Mevlevîlik tarikatı, Anadolu’daki Moğol hakimiyeti ile başlayarak, öncelikle Karamanoğulları ve ardından Ege’de Saruhanoğulları, Menteşeoğulları, Aydınoğulları gibi Anadolu’da kurulan diğer Türkmen beylikleri üzerinde etkili olmuş.[5]Daha sonra da Osmanlılar arasında yaygınlık kazanmış. Hatta, Germiyanoğlu Süleyman Şah, Sultan Veled’in kızı, Mevlânâ’nın torunu Mutahhara Hatunla evlenmiş, bu evlilikten dünyaya gelen kızı Devlet Hatun da, 1378 yılında Yıldırım Bayezid ile evlendirilmiş [6](Sakıb Dede, 1283: 524). Böylece Mevlevîlerle Osmanlı ailesi arasında bir akrabalık da oluşmuştur.
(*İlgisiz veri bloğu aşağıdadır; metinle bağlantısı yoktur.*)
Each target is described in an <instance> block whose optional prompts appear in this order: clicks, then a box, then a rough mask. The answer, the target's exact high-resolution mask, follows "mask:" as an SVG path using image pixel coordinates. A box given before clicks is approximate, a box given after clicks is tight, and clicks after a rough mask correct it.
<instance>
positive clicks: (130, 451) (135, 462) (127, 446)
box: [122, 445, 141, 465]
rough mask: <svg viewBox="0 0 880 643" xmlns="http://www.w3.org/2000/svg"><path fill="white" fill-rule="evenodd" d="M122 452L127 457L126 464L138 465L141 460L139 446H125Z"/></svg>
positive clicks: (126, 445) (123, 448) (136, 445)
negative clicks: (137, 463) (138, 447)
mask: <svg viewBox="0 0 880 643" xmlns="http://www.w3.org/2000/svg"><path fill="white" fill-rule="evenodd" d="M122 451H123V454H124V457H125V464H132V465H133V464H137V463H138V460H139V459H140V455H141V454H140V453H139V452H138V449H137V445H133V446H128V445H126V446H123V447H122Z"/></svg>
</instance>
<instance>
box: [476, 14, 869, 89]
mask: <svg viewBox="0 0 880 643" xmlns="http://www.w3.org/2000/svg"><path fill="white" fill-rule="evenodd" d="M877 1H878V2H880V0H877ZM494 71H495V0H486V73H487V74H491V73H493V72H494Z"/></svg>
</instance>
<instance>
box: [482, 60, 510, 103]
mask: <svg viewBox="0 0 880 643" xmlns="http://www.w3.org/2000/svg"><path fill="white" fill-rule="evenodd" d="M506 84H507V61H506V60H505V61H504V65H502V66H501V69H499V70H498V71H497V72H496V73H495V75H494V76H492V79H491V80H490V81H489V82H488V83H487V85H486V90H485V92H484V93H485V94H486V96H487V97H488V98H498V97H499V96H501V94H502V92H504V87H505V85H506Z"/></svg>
Yukarıda bahsettiğimiz beylikler döneminde düzenlenen sema törenleri, pek çok kişinin tarikatla tanışmasına sebep olmuş; böylece bu beyliklerin himayesinde Mevlevîhaneler açılmıştır.
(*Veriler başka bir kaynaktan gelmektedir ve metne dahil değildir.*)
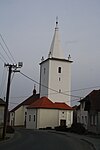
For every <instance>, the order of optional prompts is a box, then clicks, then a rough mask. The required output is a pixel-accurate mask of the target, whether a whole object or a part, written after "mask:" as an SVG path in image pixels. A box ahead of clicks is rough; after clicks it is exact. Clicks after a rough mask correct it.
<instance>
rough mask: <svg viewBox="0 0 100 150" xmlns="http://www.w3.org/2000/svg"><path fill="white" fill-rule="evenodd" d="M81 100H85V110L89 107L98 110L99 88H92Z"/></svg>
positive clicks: (92, 109) (99, 95) (81, 100)
mask: <svg viewBox="0 0 100 150" xmlns="http://www.w3.org/2000/svg"><path fill="white" fill-rule="evenodd" d="M83 101H85V102H86V108H87V110H88V109H89V110H96V111H100V90H93V91H92V92H91V93H89V94H88V95H87V96H86V97H85V98H84V99H82V100H81V101H80V102H83ZM88 105H89V106H88ZM87 106H88V107H87Z"/></svg>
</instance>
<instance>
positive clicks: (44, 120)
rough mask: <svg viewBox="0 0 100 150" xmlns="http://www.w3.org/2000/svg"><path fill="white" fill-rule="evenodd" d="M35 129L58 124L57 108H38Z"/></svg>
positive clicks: (48, 126) (52, 127) (58, 122)
mask: <svg viewBox="0 0 100 150" xmlns="http://www.w3.org/2000/svg"><path fill="white" fill-rule="evenodd" d="M37 117H39V118H38V119H37V129H39V128H46V127H52V128H54V127H55V126H58V124H59V119H58V110H57V109H38V116H37Z"/></svg>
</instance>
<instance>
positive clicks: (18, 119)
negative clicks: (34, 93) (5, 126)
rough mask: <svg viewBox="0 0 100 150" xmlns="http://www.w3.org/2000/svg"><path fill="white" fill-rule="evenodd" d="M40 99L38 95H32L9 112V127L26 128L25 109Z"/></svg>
mask: <svg viewBox="0 0 100 150" xmlns="http://www.w3.org/2000/svg"><path fill="white" fill-rule="evenodd" d="M39 97H40V95H39V94H35V95H34V93H33V95H32V96H30V97H29V98H27V99H26V100H25V101H23V102H22V103H20V104H19V105H17V106H16V107H15V108H13V109H12V110H11V111H10V121H9V124H10V125H11V126H26V117H27V109H26V107H28V106H29V105H30V104H31V103H33V102H35V101H36V100H37V99H38V98H39Z"/></svg>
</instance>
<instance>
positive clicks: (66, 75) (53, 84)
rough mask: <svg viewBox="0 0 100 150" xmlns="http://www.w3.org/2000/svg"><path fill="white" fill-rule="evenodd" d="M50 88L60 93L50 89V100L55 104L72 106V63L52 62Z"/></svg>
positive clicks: (50, 72) (48, 85)
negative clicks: (71, 79)
mask: <svg viewBox="0 0 100 150" xmlns="http://www.w3.org/2000/svg"><path fill="white" fill-rule="evenodd" d="M59 67H61V73H59V72H58V68H59ZM48 87H50V88H51V89H54V90H56V91H57V92H58V93H57V92H55V91H51V90H50V89H48V98H49V99H51V100H53V102H65V103H67V104H68V105H70V90H71V63H69V62H66V61H57V60H50V66H49V85H48ZM66 91H67V92H66ZM52 93H53V94H52ZM61 93H63V94H61Z"/></svg>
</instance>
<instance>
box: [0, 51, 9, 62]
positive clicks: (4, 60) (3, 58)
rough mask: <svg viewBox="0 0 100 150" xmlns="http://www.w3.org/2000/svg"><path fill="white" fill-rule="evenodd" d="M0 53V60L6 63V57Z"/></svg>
mask: <svg viewBox="0 0 100 150" xmlns="http://www.w3.org/2000/svg"><path fill="white" fill-rule="evenodd" d="M0 55H1V56H2V57H1V60H2V61H3V62H4V63H5V62H6V63H7V62H8V61H7V59H6V58H5V57H4V56H3V54H2V53H0Z"/></svg>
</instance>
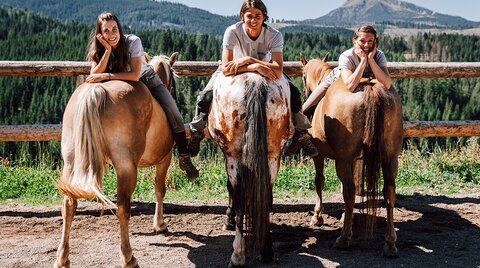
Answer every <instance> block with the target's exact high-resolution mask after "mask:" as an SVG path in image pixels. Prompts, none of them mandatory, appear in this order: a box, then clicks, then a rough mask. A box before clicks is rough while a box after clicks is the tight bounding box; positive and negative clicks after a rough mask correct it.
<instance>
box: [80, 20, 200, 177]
mask: <svg viewBox="0 0 480 268" xmlns="http://www.w3.org/2000/svg"><path fill="white" fill-rule="evenodd" d="M87 59H88V60H89V61H90V62H91V63H92V67H91V69H90V75H89V76H88V77H87V78H86V81H87V82H90V83H97V82H102V81H106V80H112V79H115V80H127V81H142V82H143V83H144V84H145V85H146V86H147V87H148V89H149V90H150V92H151V93H152V95H153V97H154V98H155V99H156V100H157V101H158V102H159V103H160V105H161V106H162V108H163V110H164V111H165V114H166V116H167V119H168V122H169V125H170V126H171V127H172V130H173V139H174V140H175V143H176V144H177V148H178V152H179V166H180V168H181V169H182V170H183V171H185V172H186V174H187V176H188V177H189V178H196V177H198V170H197V169H196V168H195V166H193V164H192V161H191V158H190V154H189V152H188V146H187V138H186V134H185V126H184V122H183V117H182V115H181V114H180V111H179V110H178V107H177V104H176V103H175V100H174V99H173V97H172V95H171V94H170V93H169V92H168V90H167V88H166V87H165V85H164V84H163V82H162V80H161V79H160V77H159V76H158V75H157V73H156V72H155V71H154V70H153V67H152V66H150V65H148V64H147V63H146V62H145V61H144V51H143V46H142V42H141V40H140V38H139V37H137V36H135V35H133V34H127V35H124V34H123V29H122V27H121V25H120V22H119V21H118V18H117V17H116V16H115V15H113V14H112V13H109V12H103V13H101V14H100V15H99V16H98V18H97V22H96V26H95V31H94V32H93V35H92V38H91V40H90V46H89V51H88V55H87Z"/></svg>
GALATA MEVLEVİHANESİ TARİHÇESİ

Galata Mevlevihanesi, II. Bayezid (1447 – 1512) döneminde 1491’de Afyon Mevlevihanesi Şeyhi Divane (Semaî) Mehmed (Çelebi) Dede tarafından, İskender Paşa’nın Galata’daki arazisi üzerinde kurulan İstanbul’un ilk Mevlevihanesidir.[7]
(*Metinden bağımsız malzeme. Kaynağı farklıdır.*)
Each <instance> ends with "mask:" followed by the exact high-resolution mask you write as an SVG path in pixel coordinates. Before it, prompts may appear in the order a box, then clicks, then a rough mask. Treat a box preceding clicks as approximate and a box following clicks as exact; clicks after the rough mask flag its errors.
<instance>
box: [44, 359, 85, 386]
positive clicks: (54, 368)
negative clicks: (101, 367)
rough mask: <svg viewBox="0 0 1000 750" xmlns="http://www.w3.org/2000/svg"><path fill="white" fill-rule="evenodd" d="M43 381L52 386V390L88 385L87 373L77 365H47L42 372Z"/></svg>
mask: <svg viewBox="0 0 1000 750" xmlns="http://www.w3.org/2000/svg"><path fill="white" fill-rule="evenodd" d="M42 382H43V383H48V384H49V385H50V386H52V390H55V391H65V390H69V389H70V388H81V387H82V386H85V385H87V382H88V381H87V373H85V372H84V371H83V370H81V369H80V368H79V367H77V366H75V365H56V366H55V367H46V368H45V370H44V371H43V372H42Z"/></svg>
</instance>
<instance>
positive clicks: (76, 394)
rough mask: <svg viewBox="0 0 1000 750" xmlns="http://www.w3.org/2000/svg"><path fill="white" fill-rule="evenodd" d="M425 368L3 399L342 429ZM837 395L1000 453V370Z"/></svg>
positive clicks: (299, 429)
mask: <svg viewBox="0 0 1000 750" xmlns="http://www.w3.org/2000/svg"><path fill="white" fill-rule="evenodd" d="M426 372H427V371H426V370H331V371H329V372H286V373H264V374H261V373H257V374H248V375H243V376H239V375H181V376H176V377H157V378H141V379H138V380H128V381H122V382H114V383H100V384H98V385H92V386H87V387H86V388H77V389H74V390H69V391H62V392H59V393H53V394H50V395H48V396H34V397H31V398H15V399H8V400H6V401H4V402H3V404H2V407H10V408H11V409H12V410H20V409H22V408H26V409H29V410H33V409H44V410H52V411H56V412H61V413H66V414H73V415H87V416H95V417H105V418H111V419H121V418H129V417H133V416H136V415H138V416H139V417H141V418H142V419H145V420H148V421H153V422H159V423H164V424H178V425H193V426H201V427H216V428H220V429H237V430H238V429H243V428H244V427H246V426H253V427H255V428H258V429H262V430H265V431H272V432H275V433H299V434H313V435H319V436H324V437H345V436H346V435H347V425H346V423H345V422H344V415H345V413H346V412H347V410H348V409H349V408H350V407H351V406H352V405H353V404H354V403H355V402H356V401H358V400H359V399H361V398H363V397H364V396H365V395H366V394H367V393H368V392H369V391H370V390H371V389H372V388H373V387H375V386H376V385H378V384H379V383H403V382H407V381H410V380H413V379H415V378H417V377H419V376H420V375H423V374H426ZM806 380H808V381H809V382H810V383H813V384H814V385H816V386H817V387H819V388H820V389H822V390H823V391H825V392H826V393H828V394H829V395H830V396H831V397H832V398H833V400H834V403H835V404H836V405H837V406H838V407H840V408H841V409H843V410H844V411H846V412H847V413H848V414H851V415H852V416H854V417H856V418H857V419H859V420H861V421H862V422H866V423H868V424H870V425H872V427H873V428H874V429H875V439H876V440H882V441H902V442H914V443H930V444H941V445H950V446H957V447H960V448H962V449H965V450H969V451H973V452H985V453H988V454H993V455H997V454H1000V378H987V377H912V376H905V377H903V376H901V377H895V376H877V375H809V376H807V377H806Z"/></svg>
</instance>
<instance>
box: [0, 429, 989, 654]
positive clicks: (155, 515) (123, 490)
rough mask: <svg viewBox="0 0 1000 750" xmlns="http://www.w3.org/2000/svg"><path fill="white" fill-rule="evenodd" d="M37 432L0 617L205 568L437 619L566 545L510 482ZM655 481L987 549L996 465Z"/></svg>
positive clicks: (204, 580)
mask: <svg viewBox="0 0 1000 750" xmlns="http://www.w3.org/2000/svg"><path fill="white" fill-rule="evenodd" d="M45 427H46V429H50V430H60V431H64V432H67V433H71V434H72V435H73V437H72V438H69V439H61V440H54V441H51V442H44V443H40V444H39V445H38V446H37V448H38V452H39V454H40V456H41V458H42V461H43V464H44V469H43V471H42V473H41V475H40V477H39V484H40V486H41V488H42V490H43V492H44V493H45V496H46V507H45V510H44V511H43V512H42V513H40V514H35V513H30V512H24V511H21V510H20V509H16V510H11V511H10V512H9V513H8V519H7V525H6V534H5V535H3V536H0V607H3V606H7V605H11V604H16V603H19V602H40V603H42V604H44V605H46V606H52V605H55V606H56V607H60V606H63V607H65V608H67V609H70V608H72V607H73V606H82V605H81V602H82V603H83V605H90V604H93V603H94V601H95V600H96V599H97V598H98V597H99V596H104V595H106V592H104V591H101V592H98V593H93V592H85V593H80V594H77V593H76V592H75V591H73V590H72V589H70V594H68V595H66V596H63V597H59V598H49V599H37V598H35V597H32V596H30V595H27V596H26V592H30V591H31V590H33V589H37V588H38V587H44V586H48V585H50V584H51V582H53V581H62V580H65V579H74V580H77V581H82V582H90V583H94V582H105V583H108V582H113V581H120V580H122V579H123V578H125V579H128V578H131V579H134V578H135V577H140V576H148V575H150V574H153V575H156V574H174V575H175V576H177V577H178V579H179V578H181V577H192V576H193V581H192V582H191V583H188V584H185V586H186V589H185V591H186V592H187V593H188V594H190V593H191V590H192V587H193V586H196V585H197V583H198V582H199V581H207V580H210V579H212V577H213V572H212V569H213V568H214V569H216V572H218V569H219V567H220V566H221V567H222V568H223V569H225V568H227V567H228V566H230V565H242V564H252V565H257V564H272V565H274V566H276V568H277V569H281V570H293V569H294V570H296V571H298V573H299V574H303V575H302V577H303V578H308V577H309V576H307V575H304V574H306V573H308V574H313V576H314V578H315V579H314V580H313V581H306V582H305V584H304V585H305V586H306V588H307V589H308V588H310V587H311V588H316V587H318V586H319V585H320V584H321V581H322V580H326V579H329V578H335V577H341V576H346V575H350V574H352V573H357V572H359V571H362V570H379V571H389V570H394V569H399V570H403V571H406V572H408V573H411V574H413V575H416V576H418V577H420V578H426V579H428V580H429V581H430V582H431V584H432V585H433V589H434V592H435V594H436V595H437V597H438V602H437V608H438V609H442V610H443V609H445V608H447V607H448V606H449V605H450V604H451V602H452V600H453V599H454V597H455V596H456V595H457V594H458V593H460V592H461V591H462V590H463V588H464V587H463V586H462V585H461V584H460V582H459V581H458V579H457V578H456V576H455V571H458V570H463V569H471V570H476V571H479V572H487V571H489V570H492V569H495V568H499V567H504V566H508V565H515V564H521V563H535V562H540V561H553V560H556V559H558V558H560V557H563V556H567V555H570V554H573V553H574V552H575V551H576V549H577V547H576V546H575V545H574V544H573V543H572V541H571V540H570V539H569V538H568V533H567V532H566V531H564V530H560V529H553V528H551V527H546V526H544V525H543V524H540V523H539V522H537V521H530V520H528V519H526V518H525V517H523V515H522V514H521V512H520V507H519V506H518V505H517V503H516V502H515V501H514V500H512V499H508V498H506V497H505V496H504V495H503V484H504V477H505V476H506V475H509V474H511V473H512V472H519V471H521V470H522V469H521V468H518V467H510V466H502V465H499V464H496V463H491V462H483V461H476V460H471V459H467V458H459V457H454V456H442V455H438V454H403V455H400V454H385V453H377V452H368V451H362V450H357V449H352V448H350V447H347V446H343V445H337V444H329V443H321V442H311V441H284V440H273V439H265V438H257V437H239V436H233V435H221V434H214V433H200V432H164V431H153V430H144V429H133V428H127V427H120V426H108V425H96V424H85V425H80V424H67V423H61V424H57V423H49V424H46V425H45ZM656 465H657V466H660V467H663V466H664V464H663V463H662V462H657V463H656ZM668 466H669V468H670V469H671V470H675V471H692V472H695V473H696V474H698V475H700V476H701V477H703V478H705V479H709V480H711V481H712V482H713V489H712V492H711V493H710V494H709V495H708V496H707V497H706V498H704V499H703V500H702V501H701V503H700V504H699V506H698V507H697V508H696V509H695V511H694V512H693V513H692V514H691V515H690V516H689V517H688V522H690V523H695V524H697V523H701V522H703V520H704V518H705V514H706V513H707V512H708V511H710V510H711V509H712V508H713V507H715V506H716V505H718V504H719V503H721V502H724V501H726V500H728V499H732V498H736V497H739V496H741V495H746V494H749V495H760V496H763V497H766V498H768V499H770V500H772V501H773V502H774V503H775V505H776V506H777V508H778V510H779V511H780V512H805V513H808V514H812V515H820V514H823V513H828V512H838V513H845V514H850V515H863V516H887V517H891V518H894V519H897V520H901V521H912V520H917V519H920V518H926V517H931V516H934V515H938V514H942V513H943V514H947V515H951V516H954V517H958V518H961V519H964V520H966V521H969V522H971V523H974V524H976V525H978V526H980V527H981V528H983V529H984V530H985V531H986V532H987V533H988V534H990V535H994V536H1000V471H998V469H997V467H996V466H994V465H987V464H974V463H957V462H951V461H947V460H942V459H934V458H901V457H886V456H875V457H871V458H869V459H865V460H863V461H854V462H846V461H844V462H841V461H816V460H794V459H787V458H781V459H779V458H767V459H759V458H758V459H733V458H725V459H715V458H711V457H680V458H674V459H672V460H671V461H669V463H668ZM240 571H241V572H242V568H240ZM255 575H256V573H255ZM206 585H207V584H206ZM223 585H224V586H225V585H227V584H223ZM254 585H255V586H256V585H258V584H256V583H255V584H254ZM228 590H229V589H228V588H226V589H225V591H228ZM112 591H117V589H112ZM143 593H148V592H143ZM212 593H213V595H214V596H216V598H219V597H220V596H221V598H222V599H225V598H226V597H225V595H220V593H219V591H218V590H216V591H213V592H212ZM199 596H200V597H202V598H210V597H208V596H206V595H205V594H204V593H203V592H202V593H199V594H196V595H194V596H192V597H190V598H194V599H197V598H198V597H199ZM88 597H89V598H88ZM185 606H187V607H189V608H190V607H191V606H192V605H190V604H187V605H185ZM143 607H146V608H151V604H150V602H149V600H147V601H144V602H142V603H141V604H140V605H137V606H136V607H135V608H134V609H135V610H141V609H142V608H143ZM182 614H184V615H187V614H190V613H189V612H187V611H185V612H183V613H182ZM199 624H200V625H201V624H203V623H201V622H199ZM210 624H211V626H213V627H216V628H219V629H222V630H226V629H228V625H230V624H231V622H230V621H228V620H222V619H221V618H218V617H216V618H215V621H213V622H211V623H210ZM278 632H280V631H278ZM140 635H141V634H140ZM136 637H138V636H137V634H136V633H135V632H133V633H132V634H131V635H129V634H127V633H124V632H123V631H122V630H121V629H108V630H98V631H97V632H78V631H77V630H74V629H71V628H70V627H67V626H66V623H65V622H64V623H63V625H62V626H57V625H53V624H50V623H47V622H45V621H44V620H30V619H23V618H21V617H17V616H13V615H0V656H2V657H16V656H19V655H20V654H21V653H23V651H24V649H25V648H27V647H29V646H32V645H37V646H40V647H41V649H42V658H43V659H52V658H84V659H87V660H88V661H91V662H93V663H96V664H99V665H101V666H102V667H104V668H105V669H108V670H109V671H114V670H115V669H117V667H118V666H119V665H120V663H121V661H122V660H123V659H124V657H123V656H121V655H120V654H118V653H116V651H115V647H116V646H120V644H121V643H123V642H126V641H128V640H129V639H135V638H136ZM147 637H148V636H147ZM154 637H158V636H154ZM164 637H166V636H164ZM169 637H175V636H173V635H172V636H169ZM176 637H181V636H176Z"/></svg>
Evliya Çelebi’nin, 1683 Viyana bozgunu öncesi [8] , 26 milyon metrekarelik Osmanlı Devleti’ni gezerek kaleme aldığı [9] ünlü eseri, “Seyahatname”de de bahsedilen [10] Galata Mevlevihanesi, detaylı olarak, 30 Aralık 1835 yılında, babasının görevi sebebiyle İstanbul’a gelen ve burada 9 ay kalan Julia Perdoe tarafından yazılmış, “The City of the Sultan and Domestic Manners of the Turks” (I-II, Londra, 1837) [11] adlı kitabın, “Dancing Dervishes” isimli 1. cilt, 3. bölümü [12] , Galata Mevlevihanesi’nin o günkü koşullarını, Mevlevihanenin yapısal özelliklerini, Mevlevi Dervişlerini ve halkın din ve Dervişlere olan bakış açısını anlatmaktadır.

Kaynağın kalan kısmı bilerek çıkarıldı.